Alabama: The White House expressed its deepest worries after the US state of Alabama used nitrogen gas to execute a murder convict. The state using the untested method was also condemned by the United Nations and the European Union, Agence France-Presse reported.

The 58-year-old murder convict Kenneth Smith was put to death on Thursday by pumping nitrogen gas into a facemask he was made to wear.

White House said that the use of nitrogen gas was deeply troubling to it. When executions in the United States are conducted with lethal injection, Alabama, Oklahoma, and Mississippi gave consent to the use of nitrogen gas.

On Friday, Alabama Attorney General Steve Marshall defended the state’s decision to use nitrogen on Smith. He said that the execution was carried out in a professional manner. He added that Alabama will have more executions in this manner.

As per local news outlets, Smith struggled for two to four minutes, writhing and thrashing, after nitrogen gas started pumping.

UN Human Rights expressed its concern over the manner in which Smith was executed.

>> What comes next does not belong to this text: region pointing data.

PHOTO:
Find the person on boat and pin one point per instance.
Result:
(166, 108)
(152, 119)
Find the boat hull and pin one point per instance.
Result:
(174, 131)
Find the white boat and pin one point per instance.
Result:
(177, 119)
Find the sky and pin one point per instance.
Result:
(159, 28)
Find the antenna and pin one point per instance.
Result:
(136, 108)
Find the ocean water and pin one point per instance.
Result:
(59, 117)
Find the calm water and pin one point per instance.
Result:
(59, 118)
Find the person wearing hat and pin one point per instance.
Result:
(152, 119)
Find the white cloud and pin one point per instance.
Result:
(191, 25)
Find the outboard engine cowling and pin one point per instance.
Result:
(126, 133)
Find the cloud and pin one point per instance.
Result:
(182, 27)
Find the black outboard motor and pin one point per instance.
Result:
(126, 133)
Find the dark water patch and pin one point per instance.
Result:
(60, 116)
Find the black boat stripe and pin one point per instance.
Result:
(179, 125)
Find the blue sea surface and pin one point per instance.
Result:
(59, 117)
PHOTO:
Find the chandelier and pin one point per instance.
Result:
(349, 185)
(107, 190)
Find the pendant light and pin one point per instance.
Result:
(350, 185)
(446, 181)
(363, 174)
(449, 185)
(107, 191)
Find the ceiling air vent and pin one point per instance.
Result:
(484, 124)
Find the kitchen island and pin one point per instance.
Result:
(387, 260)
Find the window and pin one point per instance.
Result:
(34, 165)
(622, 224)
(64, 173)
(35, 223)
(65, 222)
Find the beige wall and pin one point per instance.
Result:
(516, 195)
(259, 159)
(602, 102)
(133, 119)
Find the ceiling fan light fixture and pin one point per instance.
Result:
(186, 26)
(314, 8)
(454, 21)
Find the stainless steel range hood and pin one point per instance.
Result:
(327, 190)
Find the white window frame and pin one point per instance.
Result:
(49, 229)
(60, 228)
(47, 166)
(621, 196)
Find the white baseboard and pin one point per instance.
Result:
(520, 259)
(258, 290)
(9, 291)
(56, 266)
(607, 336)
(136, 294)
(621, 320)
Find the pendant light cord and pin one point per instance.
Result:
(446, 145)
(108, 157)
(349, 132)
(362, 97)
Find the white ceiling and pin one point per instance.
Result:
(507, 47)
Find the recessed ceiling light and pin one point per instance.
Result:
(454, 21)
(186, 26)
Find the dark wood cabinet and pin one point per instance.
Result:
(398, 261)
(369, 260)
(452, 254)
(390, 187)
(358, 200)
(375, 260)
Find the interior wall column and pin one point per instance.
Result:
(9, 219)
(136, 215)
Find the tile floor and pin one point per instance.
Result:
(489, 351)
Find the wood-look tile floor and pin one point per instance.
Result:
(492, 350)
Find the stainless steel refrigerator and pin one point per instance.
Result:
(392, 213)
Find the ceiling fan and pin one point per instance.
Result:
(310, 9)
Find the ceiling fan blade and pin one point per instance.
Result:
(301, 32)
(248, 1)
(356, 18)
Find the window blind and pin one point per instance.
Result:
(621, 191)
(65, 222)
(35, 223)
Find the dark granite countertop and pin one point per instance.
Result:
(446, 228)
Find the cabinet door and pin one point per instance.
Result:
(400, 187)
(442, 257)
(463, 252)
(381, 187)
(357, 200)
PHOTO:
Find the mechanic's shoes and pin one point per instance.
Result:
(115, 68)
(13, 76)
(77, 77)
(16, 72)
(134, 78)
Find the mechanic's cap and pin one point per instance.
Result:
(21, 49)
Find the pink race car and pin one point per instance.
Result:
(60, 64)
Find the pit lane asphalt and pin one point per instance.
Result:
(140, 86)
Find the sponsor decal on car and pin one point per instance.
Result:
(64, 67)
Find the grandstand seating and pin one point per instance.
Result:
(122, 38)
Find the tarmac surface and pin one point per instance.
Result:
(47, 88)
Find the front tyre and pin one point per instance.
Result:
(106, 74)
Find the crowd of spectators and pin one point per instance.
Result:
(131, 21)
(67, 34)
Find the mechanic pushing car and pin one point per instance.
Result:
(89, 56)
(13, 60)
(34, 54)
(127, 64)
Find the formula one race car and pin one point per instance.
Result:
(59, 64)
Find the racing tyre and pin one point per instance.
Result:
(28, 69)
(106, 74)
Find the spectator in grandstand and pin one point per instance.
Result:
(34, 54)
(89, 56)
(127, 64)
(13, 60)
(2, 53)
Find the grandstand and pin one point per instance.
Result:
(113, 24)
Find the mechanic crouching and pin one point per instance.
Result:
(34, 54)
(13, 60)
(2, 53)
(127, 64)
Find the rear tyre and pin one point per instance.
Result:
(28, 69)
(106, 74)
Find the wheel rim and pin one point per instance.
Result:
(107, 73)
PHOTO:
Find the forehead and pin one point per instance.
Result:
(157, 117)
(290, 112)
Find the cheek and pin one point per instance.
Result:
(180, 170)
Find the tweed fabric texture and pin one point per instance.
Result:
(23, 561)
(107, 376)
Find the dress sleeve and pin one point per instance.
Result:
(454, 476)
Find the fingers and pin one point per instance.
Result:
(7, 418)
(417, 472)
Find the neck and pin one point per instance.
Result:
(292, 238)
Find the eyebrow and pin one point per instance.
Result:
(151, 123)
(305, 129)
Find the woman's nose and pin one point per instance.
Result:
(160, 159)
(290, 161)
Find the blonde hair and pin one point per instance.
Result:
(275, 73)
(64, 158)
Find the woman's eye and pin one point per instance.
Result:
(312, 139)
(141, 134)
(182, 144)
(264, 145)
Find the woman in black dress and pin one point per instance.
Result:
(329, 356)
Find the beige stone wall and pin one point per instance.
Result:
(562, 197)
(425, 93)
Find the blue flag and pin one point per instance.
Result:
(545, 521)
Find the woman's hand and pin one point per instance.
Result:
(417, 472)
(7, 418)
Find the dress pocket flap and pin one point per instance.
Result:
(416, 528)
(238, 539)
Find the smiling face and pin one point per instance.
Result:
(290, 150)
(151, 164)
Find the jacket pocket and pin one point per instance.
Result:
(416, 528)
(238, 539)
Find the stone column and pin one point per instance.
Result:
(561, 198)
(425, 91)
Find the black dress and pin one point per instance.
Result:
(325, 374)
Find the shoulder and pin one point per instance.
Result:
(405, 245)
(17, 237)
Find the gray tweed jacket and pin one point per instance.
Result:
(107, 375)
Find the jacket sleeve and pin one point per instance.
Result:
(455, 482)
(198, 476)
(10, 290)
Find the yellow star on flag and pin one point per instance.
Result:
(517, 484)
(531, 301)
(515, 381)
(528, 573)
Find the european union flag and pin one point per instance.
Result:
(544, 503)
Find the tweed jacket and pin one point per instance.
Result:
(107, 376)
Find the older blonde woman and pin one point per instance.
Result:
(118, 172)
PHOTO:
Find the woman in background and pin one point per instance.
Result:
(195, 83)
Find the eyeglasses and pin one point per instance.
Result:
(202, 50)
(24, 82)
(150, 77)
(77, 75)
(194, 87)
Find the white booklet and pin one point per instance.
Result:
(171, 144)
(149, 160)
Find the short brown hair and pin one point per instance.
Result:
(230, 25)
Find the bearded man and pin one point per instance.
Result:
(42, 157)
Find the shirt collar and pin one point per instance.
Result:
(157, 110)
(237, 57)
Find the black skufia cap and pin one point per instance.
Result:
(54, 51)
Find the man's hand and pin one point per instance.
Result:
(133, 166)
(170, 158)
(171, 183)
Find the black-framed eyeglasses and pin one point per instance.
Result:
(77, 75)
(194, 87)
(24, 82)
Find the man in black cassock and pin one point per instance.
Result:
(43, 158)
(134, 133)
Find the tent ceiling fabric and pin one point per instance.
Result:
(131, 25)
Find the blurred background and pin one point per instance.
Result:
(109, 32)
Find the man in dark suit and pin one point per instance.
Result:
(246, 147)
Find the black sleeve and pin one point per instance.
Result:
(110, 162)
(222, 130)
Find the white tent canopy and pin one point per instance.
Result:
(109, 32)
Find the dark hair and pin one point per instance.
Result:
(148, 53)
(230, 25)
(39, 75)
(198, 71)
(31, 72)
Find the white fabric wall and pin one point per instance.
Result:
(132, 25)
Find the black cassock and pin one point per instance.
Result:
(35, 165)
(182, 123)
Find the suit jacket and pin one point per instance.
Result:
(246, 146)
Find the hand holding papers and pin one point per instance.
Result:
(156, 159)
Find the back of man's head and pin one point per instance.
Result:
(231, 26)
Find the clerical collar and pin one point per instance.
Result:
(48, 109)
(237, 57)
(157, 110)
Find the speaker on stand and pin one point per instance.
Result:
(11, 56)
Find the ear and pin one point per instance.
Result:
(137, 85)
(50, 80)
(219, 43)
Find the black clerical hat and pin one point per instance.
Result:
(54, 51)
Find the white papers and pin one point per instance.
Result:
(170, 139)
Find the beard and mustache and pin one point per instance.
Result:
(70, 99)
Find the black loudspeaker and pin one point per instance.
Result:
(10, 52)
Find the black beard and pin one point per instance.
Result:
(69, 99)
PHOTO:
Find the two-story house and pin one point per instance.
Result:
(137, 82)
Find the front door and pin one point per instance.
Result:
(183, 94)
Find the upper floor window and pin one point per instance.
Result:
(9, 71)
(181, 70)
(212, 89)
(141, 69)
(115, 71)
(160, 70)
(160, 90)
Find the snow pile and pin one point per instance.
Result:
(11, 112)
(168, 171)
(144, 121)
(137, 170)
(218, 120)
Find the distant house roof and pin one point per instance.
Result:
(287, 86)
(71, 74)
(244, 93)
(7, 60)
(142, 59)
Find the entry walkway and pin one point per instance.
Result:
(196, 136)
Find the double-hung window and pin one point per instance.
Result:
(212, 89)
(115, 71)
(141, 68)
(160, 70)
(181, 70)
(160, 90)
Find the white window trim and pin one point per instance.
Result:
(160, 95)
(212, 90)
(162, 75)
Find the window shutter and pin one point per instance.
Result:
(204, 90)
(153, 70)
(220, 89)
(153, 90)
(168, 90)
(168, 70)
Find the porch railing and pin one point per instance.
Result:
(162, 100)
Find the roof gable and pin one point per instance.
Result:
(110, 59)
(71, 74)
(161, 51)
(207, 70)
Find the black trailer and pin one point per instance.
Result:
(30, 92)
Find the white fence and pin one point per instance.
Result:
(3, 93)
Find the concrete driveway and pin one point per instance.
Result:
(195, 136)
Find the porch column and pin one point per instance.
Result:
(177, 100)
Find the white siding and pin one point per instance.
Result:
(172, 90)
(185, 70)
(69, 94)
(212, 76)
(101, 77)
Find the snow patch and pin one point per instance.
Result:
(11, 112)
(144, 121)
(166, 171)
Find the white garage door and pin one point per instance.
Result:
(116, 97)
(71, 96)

It said that the method of suffocation by nitrogen gas is “torture, cruel, inhuman and degrading treatment.”

A spokesperson for the UN rights office, Ravina Shamdasani, said that rather than resorting to such methods of execution, the practice of execution itself must be stopped. Execution is an anachronism that doesn’t belong to the 21st century, Shamdasani said.

Smith was sentenced to death in a murder-for-hire case in 1988 of Elizabeth Sennet. Smith and his accomplice John Parker, who was executed in 2010 using lethal injection, were paid $1,000 each to kill Sennet, as per the case. In 2022, Smith was subjected to lethal injection but failed since officials couldn’t set intravenous lines to administer the injection.